キャビテーションとは、どのようなものですか。また、超音波洗浄との関係を教えてください。

A:

キャビテーションという現象は、19世紀の末に、船のスクリューの周りに多数の気泡が発生し、船の速度が上がりにくくなることで発見された。スクリューの高速回転によって、スクリューの周りに圧力が水の飽和蒸気圧よりも小さくなる領域ができ、あたかも水が沸騰するかのように気泡が発生する現象である。「沸騰」との違いは、キャビテーションにおいては、液体の圧力が時間と共に(あるいは空間的に)変化していて、発生した気泡は、圧力の高くなったときに、圧壊と呼ばれる激しい収縮をすることである。気泡の圧壊のために、船のスクリューは腐食することが知られている。
 周波数が20kHz以上の超音波によってキャビテーションが起こるのは、通常は超音波の圧力振幅が1気圧を超えたときであり、圧力が水の飽和蒸気圧よりも更に低下して“負”になる場合である。これは、船のスクリューの場合とは違って、圧力が小さくなっている時間が数十マイクロ秒以下と短いためである。“負圧”とは、液体と固体において見られ気体では見られない圧力で、液体(又は固体)のある部分を、周りから引っ張り引き裂く力が働く。このとき、液体に溶けていた気体が溶けきれなくなって気泡が発生し、気泡内に水蒸気が流入する。気体と水蒸気からなる気泡は、引き続いて訪れる超音波の正圧により圧壊し、気泡の収縮速度は、液体中の音速程度にまで達する。そして、気泡内の気体と水蒸気が液体密度まで圧縮されたときに、気泡の収縮は突然止まり、反発して膨張に転ずる。気泡の収縮が突然止まったときに、気泡から液体中に衝撃波が放射される。この衝撃波は、気泡を中心とする球面波で、気泡からの距離の2乗に反比例してエネルギー密度が減少していくが、気泡近傍では、1000気圧以上の圧力がある。気泡から放射される衝撃波が、船のスクリューの腐食の原因となる。また、固体表面上では、気泡の圧壊が非対称となり、気泡を貫通して液体のジェットが固体表面を打つ。これも、船のスクリューの腐食の原因と考えられている。

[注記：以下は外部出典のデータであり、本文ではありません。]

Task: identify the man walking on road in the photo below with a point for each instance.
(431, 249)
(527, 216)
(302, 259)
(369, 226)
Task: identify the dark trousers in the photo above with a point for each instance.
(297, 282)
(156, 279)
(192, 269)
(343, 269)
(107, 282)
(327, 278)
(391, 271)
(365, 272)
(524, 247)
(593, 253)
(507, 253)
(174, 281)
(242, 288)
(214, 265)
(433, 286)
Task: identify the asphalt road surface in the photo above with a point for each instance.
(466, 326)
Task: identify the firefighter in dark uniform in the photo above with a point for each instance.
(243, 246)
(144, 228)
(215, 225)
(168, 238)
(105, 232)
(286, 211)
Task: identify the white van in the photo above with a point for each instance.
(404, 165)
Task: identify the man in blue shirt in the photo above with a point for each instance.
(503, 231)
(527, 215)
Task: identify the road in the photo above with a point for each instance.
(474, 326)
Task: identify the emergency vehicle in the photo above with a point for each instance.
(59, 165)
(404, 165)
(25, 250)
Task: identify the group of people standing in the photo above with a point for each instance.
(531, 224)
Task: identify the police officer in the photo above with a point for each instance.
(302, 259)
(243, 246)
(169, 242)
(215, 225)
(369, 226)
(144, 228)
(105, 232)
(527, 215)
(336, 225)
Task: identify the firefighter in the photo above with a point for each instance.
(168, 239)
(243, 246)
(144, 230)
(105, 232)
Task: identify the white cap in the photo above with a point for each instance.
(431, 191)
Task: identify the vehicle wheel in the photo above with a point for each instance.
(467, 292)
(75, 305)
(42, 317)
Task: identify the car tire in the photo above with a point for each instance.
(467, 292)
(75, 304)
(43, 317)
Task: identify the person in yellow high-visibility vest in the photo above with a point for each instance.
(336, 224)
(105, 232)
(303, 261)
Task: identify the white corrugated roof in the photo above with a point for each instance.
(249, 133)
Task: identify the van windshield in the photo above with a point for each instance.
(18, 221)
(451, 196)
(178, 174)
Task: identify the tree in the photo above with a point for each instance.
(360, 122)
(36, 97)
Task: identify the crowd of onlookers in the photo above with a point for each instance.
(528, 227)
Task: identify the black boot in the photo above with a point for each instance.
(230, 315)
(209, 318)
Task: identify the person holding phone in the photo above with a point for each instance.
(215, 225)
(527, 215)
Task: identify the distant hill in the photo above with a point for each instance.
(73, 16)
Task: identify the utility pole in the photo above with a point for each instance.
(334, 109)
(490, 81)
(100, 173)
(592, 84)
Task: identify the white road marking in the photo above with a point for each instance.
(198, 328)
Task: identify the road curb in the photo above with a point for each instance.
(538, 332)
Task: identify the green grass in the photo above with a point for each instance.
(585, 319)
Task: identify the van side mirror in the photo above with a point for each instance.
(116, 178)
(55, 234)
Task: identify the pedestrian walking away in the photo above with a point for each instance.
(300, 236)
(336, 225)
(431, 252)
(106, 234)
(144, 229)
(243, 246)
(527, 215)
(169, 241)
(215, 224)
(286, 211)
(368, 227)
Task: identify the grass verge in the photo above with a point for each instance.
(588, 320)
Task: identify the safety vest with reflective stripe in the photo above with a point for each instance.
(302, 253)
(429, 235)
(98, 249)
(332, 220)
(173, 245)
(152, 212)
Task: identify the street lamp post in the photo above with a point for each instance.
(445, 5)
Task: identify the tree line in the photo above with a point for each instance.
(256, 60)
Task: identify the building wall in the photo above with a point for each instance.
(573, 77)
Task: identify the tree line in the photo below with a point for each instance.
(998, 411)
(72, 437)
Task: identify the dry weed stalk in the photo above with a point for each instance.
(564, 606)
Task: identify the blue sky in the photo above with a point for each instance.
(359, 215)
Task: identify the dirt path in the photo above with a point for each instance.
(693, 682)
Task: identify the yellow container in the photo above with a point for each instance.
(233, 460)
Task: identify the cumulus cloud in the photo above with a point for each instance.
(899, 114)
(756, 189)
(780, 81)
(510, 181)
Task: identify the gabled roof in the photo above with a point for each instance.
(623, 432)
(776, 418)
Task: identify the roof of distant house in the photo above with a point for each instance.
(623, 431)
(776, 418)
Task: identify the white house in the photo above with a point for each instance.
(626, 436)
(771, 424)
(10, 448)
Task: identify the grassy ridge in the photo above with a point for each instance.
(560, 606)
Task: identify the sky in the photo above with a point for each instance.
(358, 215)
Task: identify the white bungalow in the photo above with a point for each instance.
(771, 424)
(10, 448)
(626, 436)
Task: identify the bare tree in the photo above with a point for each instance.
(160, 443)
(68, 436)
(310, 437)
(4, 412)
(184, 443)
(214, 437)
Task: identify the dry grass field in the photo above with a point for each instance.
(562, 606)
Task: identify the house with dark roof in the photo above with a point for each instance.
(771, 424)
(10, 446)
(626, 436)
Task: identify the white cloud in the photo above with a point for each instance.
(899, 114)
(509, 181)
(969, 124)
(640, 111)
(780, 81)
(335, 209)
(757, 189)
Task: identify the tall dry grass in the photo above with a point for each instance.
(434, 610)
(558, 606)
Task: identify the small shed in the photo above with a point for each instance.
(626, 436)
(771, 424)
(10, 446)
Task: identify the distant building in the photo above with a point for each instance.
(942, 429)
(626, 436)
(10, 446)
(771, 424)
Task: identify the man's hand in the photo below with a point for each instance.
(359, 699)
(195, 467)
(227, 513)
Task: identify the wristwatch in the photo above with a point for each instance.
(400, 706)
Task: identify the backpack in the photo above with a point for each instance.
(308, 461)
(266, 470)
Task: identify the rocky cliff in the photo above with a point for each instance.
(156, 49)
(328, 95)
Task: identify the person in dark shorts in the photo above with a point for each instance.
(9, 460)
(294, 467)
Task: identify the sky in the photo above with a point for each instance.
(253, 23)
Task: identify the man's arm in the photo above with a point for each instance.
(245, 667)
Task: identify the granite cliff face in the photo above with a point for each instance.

 超音波洗浄器は、船のスクリューを腐食させるような気泡の作用を、プラスに利用したものであり、気泡から放射される衝撃波やジェットが、固体表面上の汚れを取り除く。現在では、メガネや医療器具などの洗浄用として、周波数20kHzから50kHzの超音波洗浄器が身近なものとして使われている。洗浄液を併用することもあるが、キャビテーションに起因する液体の流れによって、洗浄液と被洗浄物体との接触が促進されるなどして、洗浄能力は増す。また、1MHz程度の高周波の超音波洗浄器が、半導体の洗浄などに使われているが、この場合は、主に音響流や超音波に伴う加速度により洗浄されると考えられ、キャビテーションの効果は小さいとされていて、いまだ完全には解明されていない。